Rodamos de maravilla, para mediodía ya hemos recorrido 40 kilómetros. El terreno es relativamente plano y hoy hay nubes. El sol sale justo en la única cuesta arriba que tenemos en todo el día. Sufrimos un poquito para subirla, y hacemos una parada en mitad de la colina, justo enfrente de un taller de alfarería.

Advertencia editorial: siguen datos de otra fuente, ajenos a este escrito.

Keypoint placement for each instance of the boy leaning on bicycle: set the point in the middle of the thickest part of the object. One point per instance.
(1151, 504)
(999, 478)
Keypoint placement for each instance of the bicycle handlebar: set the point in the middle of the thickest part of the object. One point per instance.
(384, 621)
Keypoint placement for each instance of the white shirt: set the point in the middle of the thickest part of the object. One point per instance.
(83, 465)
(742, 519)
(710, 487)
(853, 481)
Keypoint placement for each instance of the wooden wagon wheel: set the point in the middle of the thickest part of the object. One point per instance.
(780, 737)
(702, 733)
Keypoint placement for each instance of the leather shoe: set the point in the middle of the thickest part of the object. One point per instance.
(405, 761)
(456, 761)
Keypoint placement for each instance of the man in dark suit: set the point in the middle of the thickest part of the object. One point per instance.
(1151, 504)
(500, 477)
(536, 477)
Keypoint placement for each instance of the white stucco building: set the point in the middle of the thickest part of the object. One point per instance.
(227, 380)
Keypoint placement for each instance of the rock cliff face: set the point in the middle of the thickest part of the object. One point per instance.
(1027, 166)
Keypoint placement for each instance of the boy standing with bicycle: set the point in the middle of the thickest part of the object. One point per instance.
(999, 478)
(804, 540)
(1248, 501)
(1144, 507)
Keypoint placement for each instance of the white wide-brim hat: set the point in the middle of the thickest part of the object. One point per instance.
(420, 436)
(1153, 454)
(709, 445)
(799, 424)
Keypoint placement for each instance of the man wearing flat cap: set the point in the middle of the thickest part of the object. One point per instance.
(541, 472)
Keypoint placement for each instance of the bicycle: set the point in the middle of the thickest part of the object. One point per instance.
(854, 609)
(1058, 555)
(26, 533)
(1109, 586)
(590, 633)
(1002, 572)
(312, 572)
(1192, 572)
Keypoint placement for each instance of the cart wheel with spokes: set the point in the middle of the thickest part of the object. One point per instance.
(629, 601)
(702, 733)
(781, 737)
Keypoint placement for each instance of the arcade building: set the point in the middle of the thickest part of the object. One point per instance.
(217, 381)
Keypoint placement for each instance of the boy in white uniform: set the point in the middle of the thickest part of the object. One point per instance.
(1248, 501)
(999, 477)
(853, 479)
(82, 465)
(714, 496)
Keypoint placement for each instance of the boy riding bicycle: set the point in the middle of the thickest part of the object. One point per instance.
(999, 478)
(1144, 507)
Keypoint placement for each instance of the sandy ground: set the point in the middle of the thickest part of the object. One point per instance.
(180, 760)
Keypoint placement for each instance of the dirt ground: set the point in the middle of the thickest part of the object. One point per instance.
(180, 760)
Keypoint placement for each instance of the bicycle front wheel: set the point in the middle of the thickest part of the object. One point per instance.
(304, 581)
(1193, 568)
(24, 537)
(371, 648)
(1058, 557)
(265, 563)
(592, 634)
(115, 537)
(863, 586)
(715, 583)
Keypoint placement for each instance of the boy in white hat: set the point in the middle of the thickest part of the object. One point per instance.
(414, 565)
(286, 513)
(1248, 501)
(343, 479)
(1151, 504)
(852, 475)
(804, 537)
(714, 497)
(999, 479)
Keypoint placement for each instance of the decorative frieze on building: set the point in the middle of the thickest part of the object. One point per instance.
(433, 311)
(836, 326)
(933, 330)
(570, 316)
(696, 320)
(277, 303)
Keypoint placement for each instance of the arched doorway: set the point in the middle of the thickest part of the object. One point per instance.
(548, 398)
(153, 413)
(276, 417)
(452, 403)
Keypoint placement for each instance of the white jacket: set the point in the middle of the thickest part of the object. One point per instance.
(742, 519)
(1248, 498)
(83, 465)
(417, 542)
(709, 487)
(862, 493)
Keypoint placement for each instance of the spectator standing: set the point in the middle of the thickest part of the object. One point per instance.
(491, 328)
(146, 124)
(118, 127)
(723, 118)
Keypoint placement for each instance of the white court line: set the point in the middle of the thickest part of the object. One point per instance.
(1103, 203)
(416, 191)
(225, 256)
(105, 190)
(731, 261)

El maestro alfarero sale al encuentro de Gabriel. Nos ve agotados, así que nos ofrece pasar a su casa, donde nos sirve té con hielo y unos dulces japoneses que ha hecho su mujer. Está entusiasmado, él recorrió Europa unos cuantos años atrás y chapurrea algo de inglés, unido al poco japonés que conocemos, más o menos conseguimos entendernos. Pasamos a su taller, nos enseña una increíble colección de cerámica japonesa, china y coreana. Vemos recortes de periódicos donde sale su nombre: es un artista famoso, y tanto él como su familia han recorrido el mundo enseñando las técnicas tradicionales de la fábrica japonesa. Nos ofrece una taza de matcha, el té verde que no se infusiona, sino que se machaca hasta formar una espuma deliciosa. Se nos hace tarde y tenemos que marcharnos, pero nos vamos con una sonrisa en los labios que no se nos borra hasta que el cielo vuelve a caer sobre nosotros.

Recorremos diez kilómetros más a partir del taller de cerámica y, al pasar un túnel, Gabriel mira al cielo. Las montañas han desaparecido. Las han engullido unas nubes absolutamente negras, amenazadoras, terroríficas. Comienza a tronar. Las nubes bajan aún más, ahora van a por nosotros. Sabemos que tenemos menos de dos minutos para buscar un refugio si no queremos sentir la furia del cielo. Cae la primera gota; la siguiente viene acompañada de otro millar de gotas más. Por suerte, estamos bajo techo. Contemplamos la impresionante tormenta desde el ventanal de un Seven eleven, y esperamos que escampe. Una hora y media después, empezamos a darnos cuenta de que no va a parar; nos sabemos la tienda de memoria, ya hemos hojeado todas las revistas (hasta las cochinas, que están al lado de las infantiles, por cierto).

No creemos que podamos llegar a casa de Joe antes de que anochezca, así que le llamamos para avisarle. Y él se ofrece para venir a buscarnos, bicis incluidas, y llevarnos hasta su casa, para la que aún quedan unos 20 kilómetros cuesta arriba. ¡Qué suerte estamos teniendo! Tiene un coche enorme en el que entra todo.

Nuestro anfitrión es, sencillamente, encantador. Tiene una casa preciosa, que sentimos como nuestra. Cocina para nosotros, entre otras cosas, un puré de patatas espectacular. Comienza a correr el vino (incluso sobre el tatami) y, de nuevo, nos sentimos felices por poder vivir esta experiencia única y encontrar gente tan buena en el camino.